The Sermon on the Mount
Preaching to the Disinherited
Friday, July 23, 2021
Jesus’ primary audience for the Sermon on the Mount would have been the “disinherited,” to use the term from the African American author and mystic Howard Thurman (1899–1981). So much of Jesus’ teaching was meant to allay the fear and despair of his own marginalized and oppressed Jewish audience; it is no wonder it has also served as a powerful statement of solidarity with all those who suffer. Thurman writes:
The disinherited experience the disintegrating effect of contempt. . . . There are few things more devastating than to have it burned into you that you do not count and that no provisions are made for the literal protection of your person. The threat of violence is ever present, and there is no way to determine precisely when it may come crushing down upon you. In modern power politics this is called a war of nerves. The underprivileged in any society are the victims of a perpetual war of nerves. The logic of the state of affairs is physical violence, but it need not fulfill itself in order to work its perfect havoc in the souls of the poor. . . .
In the great expression of affirmation and faith found in the Sermon on the Mount there appears in clearest outline the basis of [Jesus’] positive answer to the awful fact of fear and its twin sons of thunder—anxiety and despair. . . .

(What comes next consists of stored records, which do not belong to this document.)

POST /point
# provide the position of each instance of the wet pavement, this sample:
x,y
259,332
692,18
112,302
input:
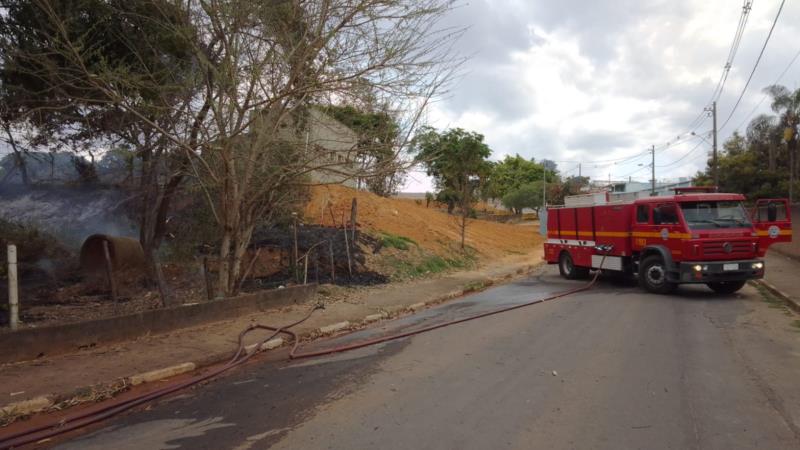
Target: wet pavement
x,y
613,367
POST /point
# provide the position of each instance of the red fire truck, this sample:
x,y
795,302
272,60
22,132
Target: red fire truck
x,y
696,235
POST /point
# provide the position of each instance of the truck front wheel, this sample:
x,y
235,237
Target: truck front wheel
x,y
653,276
567,269
726,287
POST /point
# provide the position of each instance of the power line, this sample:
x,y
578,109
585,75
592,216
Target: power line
x,y
755,66
791,63
682,157
737,38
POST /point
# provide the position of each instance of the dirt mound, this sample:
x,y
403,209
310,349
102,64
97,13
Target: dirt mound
x,y
431,228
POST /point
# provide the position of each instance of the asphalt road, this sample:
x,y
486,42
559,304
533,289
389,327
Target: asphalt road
x,y
612,368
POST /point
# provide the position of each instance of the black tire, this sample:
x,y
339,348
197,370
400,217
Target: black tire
x,y
567,268
726,287
653,276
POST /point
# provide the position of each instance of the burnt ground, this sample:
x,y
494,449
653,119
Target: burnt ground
x,y
56,291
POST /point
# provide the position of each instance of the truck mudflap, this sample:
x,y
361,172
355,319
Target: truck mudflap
x,y
709,272
772,221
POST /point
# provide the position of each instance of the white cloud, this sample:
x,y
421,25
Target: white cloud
x,y
587,80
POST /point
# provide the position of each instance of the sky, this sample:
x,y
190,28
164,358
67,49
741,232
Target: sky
x,y
589,82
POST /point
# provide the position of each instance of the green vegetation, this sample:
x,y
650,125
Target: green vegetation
x,y
458,161
526,196
429,265
760,162
394,241
474,286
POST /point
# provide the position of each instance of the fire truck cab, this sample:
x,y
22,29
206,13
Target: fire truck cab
x,y
696,235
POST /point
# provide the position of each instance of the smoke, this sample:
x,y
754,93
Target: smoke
x,y
70,213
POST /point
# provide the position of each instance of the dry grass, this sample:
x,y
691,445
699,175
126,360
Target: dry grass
x,y
432,229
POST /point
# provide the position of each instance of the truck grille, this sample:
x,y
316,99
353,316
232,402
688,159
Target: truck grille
x,y
727,248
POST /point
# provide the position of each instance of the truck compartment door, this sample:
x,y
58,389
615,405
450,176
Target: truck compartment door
x,y
773,223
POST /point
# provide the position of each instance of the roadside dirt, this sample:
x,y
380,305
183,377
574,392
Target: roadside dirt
x,y
430,227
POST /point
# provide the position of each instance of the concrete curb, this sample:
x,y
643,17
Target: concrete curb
x,y
47,402
792,303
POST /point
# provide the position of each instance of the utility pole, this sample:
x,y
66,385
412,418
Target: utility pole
x,y
544,188
653,169
714,165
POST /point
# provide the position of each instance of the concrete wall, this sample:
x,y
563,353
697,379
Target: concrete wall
x,y
338,144
32,343
791,248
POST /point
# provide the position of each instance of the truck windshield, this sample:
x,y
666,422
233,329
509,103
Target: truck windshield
x,y
710,215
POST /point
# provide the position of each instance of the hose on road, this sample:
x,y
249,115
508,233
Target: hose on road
x,y
113,407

[Thurman then quotes Matthew 6:25–34, and continues:]
The core of the analysis of Jesus is that the human is a child of God, the God of life that sustains all of nature and guarantees all the intricacies of the life-process itself. Jesus suggests that it is quite unreasonable to assume that God, whose creative activity is expressed even in such details as the hairs of a person’s head, would exclude from God’s concern the life, the vital spirit, of the person’s own self. This idea—that God is mindful of the individual—is of tremendous import in dealing with fear as a disease. In this world the socially disadvantaged individual is constantly given a negative answer to the most important personal questions upon which mental health depends: “Who am I? What am I?”

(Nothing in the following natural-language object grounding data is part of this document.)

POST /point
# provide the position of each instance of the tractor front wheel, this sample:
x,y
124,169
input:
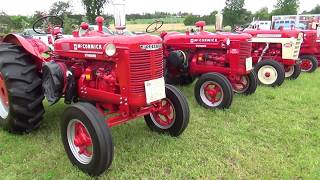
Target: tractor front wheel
x,y
248,84
21,95
214,91
270,73
86,138
293,72
173,115
309,63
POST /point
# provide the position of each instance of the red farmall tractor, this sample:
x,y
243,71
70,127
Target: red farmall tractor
x,y
222,61
310,51
275,54
108,80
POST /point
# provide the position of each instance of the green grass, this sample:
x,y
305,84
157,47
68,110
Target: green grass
x,y
274,133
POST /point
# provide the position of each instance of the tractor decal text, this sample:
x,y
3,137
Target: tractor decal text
x,y
87,47
203,40
151,47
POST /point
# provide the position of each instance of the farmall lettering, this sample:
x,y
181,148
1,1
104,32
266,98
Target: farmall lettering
x,y
87,46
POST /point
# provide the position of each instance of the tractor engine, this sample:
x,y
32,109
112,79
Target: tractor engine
x,y
105,70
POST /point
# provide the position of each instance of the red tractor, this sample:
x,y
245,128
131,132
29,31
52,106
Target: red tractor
x,y
222,61
310,51
275,54
108,80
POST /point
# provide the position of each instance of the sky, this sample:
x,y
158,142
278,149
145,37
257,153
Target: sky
x,y
202,7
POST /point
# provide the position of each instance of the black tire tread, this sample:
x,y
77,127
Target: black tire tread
x,y
24,89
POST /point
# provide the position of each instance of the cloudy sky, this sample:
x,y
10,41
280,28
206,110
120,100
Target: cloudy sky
x,y
27,7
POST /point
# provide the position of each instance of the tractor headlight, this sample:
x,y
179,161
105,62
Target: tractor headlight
x,y
111,50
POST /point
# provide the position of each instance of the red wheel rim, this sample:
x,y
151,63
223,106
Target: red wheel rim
x,y
164,118
211,93
4,98
80,141
242,85
306,65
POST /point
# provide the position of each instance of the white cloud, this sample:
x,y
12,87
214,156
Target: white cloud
x,y
27,7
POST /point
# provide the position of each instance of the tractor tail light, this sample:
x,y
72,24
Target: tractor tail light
x,y
200,57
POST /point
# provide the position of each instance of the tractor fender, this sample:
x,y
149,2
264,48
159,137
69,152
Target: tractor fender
x,y
34,46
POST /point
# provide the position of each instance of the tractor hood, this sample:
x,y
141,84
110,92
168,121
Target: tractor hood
x,y
94,47
203,38
274,33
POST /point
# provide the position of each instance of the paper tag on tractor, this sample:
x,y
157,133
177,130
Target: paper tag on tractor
x,y
249,64
155,90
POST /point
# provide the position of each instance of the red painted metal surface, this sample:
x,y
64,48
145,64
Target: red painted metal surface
x,y
115,84
310,45
82,139
222,52
275,50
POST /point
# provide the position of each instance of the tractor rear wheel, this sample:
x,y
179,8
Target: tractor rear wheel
x,y
86,138
214,91
173,116
309,63
270,73
21,95
248,85
293,72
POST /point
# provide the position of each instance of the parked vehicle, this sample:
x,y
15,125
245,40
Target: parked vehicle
x,y
222,61
275,54
108,80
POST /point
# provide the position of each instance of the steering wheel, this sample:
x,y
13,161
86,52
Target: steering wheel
x,y
155,26
47,23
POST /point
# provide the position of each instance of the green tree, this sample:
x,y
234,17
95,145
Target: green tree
x,y
191,20
235,13
60,8
315,10
94,8
284,7
262,14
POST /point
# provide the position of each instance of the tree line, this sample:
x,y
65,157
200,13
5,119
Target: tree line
x,y
234,14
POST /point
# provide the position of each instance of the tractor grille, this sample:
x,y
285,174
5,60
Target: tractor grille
x,y
245,50
297,47
144,66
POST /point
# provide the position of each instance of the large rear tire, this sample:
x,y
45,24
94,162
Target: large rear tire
x,y
293,72
214,91
309,63
173,117
21,107
86,138
270,73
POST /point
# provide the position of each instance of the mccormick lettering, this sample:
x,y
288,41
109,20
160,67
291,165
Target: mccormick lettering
x,y
87,46
203,40
151,47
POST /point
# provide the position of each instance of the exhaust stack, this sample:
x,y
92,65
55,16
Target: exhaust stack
x,y
119,15
219,21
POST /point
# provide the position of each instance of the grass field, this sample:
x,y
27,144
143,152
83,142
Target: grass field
x,y
274,133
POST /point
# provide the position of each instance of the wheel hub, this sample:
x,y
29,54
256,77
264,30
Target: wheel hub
x,y
289,71
80,141
267,75
306,65
242,85
4,98
164,118
211,94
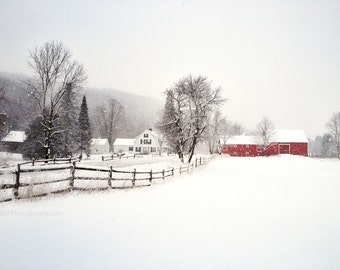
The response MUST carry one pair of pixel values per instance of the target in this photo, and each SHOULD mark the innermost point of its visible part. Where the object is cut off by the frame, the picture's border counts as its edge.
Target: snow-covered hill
(234, 213)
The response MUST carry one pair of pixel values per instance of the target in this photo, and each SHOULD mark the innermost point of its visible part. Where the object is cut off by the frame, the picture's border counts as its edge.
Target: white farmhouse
(100, 146)
(123, 145)
(148, 142)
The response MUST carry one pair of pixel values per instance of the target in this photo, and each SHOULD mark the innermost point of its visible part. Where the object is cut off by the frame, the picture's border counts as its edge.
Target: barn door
(284, 148)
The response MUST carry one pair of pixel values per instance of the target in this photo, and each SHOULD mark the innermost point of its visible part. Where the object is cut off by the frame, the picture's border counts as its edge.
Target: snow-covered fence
(51, 161)
(28, 181)
(120, 156)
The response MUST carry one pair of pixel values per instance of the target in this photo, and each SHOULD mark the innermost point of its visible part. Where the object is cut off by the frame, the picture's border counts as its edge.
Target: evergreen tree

The first question has to do with a basic self-estimate, a profound sense of belonging, of counting. If people feel that they do not belong in the way in which it is perfectly normal for other people to belong, then they develop a deep sense of insecurity. When this happens to a person, it provides the basic material for what the psychologist calls an inferiority complex. . . . The awareness of being a child of God tends to stabilize the ego and results in a new courage, fearlessness, and power. I have seen it happen again and again.

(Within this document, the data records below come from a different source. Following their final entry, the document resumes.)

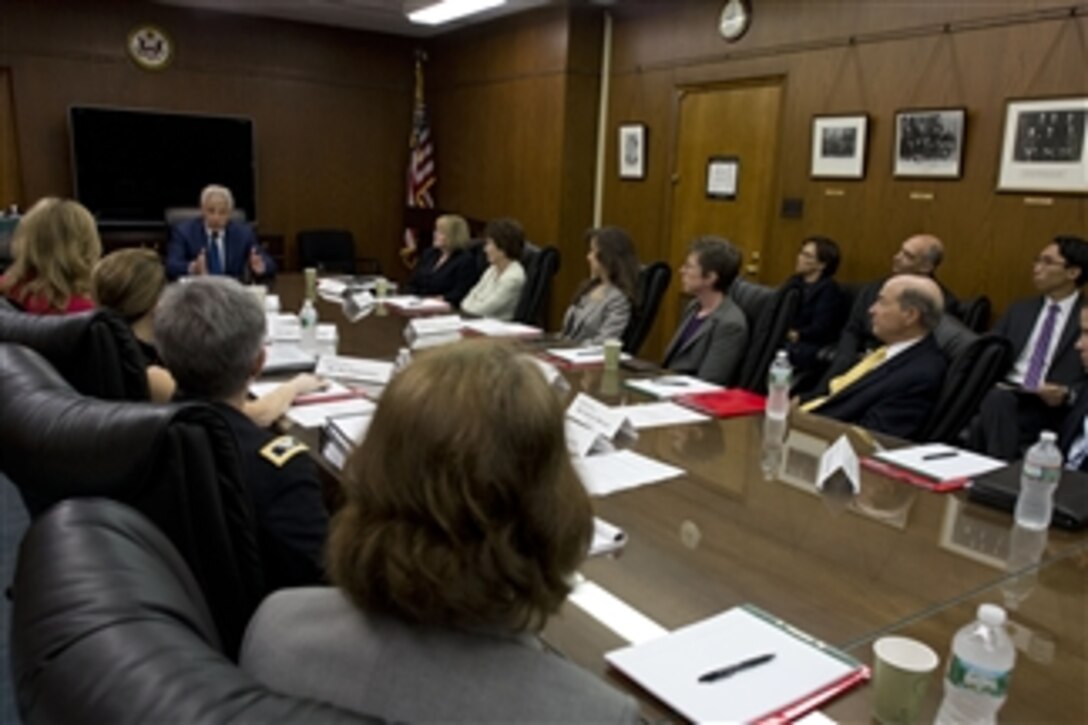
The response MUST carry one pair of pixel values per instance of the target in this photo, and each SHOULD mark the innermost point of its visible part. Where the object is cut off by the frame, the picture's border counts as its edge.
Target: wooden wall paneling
(331, 108)
(10, 173)
(990, 237)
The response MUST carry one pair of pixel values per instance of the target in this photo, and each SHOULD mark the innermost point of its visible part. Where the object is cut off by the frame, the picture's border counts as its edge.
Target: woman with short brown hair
(464, 525)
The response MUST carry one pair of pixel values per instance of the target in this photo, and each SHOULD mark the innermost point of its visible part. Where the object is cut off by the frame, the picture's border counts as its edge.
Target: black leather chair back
(769, 314)
(541, 266)
(177, 464)
(326, 249)
(972, 372)
(109, 626)
(975, 312)
(94, 351)
(653, 282)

Richard here: Knowing our true identity as sons and daughters of God can save us thousands of dollars in psychotherapy. Knowing that everyone else is a child of God—and treating them as such—can save the world!
Reference:
Howard Thurman, Jesus and the Disinherited (Friends United Press: 1981), 39–40, 48, 49–50. Note: Minor edits made to incorporate gender-inclusive language.
Story from Our Community:
Thank you for these meditations. I came across the agricultural term “re-wilding”—to give back areas of low-grade land to nature to rest, restore, and regain. I love that term! I wonder if we, as a community, are being asked by God to “re-wild”—to go back to our origins of the Sermon on the Mount and Jesus. —Helen R.